Insurance is based on the principle of a “Common Pool” – all policyholders paying a contribution into a central pot which covers all the claims and insurer operating costs and should leave a profit for the insurer and their shareholders. Insurers also look to invest premiums generated in order to obtain an investment income and to cover losses accrued from claims which could occur in the future such as Employer Liability claims.
Over the last decade, insurers have been looking to achieve growth by providing competitive pricing, extending the breadth of the insurance cover or undercutting other offers to win business.
After many years of customers enjoying a ‘soft’ Insurance market where many premiums either stay the same or reduce, due to competition and over capacity, the market is showing signs of hardening or increasing rates.
There are a number of reasons for this:
- Years of under-pricing and widening covers
- Lack of investment return for insurers due to downturn in the global economy
- Significant losses from global events such as hurricanes, wildfires, storms & floods (Hurricanes Harvey, Irma and Maria resulted in $100bn of losses alone)
- Increased claims compensation costs due to the Ogden ruling and how it compensates accident victims
- Increased claims cost due in motor claims due to technological advances (average claims costs have increased by nearly 50%)

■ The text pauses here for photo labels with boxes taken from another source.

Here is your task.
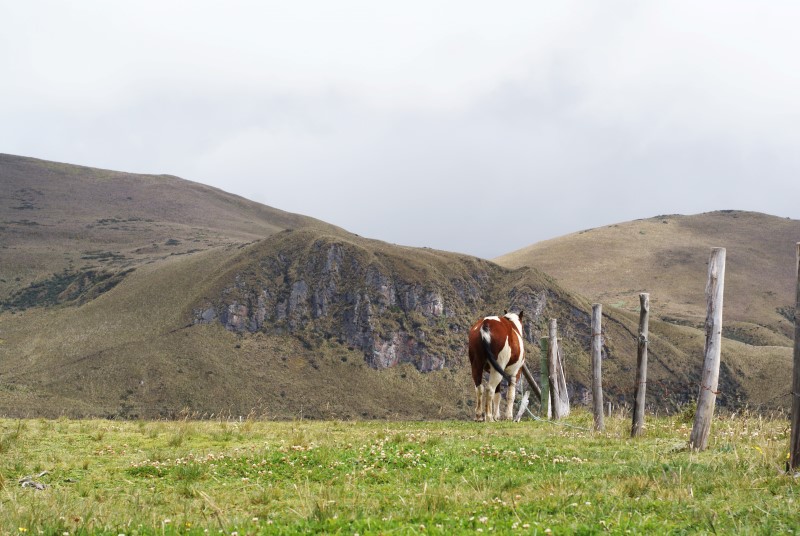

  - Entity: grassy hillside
[495,211,800,346]
[0,412,798,534]
[0,156,791,419]
[0,154,330,305]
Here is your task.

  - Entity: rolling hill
[0,155,791,419]
[495,214,800,346]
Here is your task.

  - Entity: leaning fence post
[631,292,650,437]
[592,303,605,432]
[539,337,553,419]
[689,248,725,450]
[789,242,800,470]
[547,318,569,420]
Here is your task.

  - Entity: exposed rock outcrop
[194,232,548,372]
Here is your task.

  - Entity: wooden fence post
[592,303,605,432]
[547,318,569,420]
[631,292,650,437]
[689,248,725,451]
[789,242,800,470]
[539,337,553,419]
[522,363,542,403]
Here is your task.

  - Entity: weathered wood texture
[689,248,725,450]
[547,318,569,420]
[631,292,650,437]
[539,337,553,419]
[789,242,800,470]
[592,303,605,432]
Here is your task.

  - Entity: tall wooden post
[689,248,725,450]
[592,303,605,432]
[522,363,542,403]
[556,346,569,418]
[631,292,650,437]
[539,337,553,419]
[789,242,800,470]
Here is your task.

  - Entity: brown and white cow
[469,311,525,422]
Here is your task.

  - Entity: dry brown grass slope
[495,211,800,346]
[0,155,790,418]
[0,154,331,299]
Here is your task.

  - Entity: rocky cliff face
[194,232,547,372]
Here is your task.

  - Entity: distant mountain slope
[0,156,791,419]
[495,211,800,346]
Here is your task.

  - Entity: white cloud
[0,1,800,256]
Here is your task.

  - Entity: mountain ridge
[0,155,790,419]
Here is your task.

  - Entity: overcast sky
[0,0,800,258]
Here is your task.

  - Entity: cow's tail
[481,320,511,383]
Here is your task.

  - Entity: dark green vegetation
[0,412,800,535]
[0,155,791,419]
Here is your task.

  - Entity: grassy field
[0,412,800,535]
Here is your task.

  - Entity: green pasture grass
[0,411,800,535]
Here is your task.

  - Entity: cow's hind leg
[492,385,501,421]
[475,382,486,421]
[503,376,517,421]
[483,383,495,422]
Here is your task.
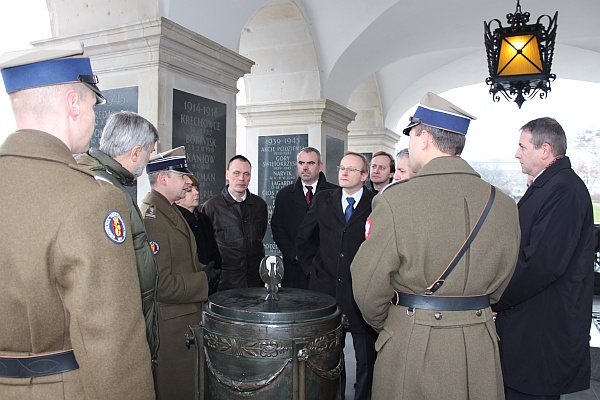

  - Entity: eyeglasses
[337,165,362,173]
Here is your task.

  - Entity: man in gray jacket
[76,111,158,362]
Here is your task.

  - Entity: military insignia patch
[148,241,160,255]
[104,211,127,244]
[144,206,156,218]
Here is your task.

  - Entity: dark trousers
[342,333,377,400]
[504,386,560,400]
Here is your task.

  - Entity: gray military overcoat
[0,131,154,400]
[351,157,520,400]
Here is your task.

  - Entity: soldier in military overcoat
[351,93,520,400]
[0,42,154,400]
[141,147,219,400]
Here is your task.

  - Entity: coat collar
[0,130,77,165]
[327,187,375,225]
[144,189,190,237]
[411,156,481,179]
[221,185,255,206]
[88,149,135,186]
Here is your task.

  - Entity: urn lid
[206,287,339,323]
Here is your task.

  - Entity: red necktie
[306,186,312,204]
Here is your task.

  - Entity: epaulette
[94,175,114,186]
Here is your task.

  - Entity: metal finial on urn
[259,256,283,300]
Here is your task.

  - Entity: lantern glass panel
[498,34,543,76]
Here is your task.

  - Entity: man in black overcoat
[493,118,594,400]
[296,152,377,400]
[271,147,338,289]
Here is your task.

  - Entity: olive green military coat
[141,190,208,400]
[351,157,520,400]
[75,149,158,360]
[0,131,154,400]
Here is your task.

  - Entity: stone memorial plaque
[173,89,227,204]
[325,135,344,180]
[258,134,308,255]
[90,86,138,149]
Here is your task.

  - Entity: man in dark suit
[296,152,377,400]
[271,147,338,289]
[493,118,594,400]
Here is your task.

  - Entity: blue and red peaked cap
[146,146,192,175]
[402,92,477,136]
[0,42,106,105]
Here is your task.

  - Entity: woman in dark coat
[175,176,222,293]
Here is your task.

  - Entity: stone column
[35,18,253,201]
[238,99,356,254]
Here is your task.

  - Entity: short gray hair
[396,149,408,160]
[100,111,158,158]
[521,117,567,157]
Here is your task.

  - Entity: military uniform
[76,149,158,360]
[141,190,208,400]
[351,157,520,400]
[0,130,154,400]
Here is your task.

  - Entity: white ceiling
[160,0,600,130]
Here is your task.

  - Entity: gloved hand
[204,261,221,292]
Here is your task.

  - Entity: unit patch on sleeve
[148,240,160,255]
[104,211,127,244]
[144,206,156,218]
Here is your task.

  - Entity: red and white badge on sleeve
[104,211,127,244]
[365,218,373,240]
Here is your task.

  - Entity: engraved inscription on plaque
[173,89,227,204]
[258,134,308,255]
[90,86,138,149]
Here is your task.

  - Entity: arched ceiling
[165,0,600,130]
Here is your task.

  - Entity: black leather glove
[204,261,221,292]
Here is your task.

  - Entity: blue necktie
[344,197,356,222]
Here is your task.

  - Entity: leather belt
[391,290,490,311]
[0,350,79,378]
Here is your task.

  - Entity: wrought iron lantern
[483,0,558,108]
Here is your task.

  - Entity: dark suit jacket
[271,172,338,289]
[493,157,594,395]
[296,188,374,333]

- Covid-19 set to cost insurers $200bn
A number of insurers have dropped out of certain markets, including the Rural market, which has reduced capacity in the UK and globally.

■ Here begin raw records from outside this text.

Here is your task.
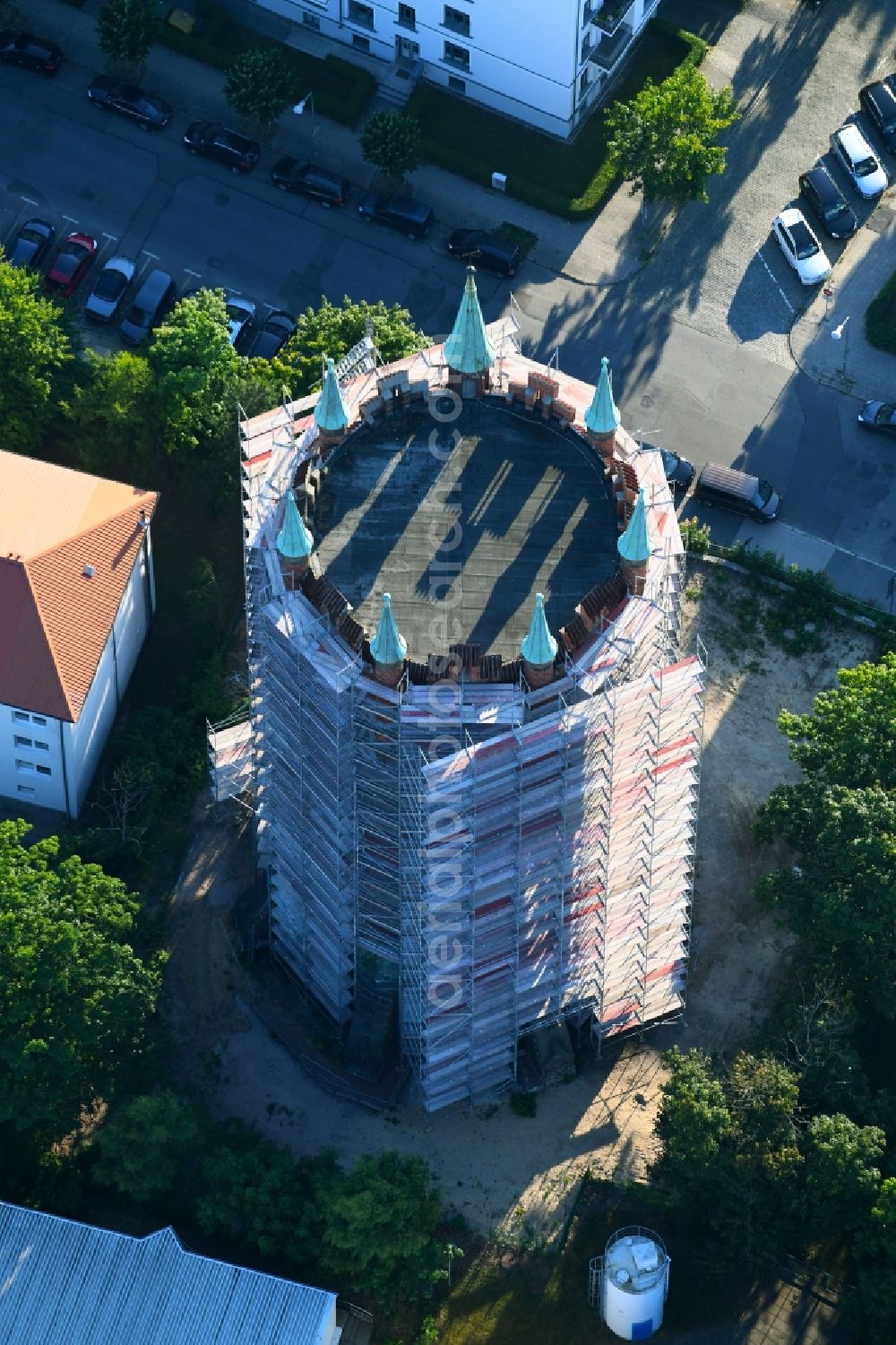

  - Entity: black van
[358,193,432,238]
[685,462,783,523]
[121,271,177,346]
[799,164,858,238]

What does the future hold for insurers?
Due to the current pandemic there are a number of risk factors to consider for insurers in these uncertain times:
- Possible recessions leading to increase in fraud, theft and arson claims
- Reduction in businesses undertaking risk management reviews as they seek to reduce costs
All of the above make insurers more cautious about the risks they write and with reduced capacity in the market they can start to be more selective about the risks they want to write, which actually makes risk and claims management ever more important for businesses.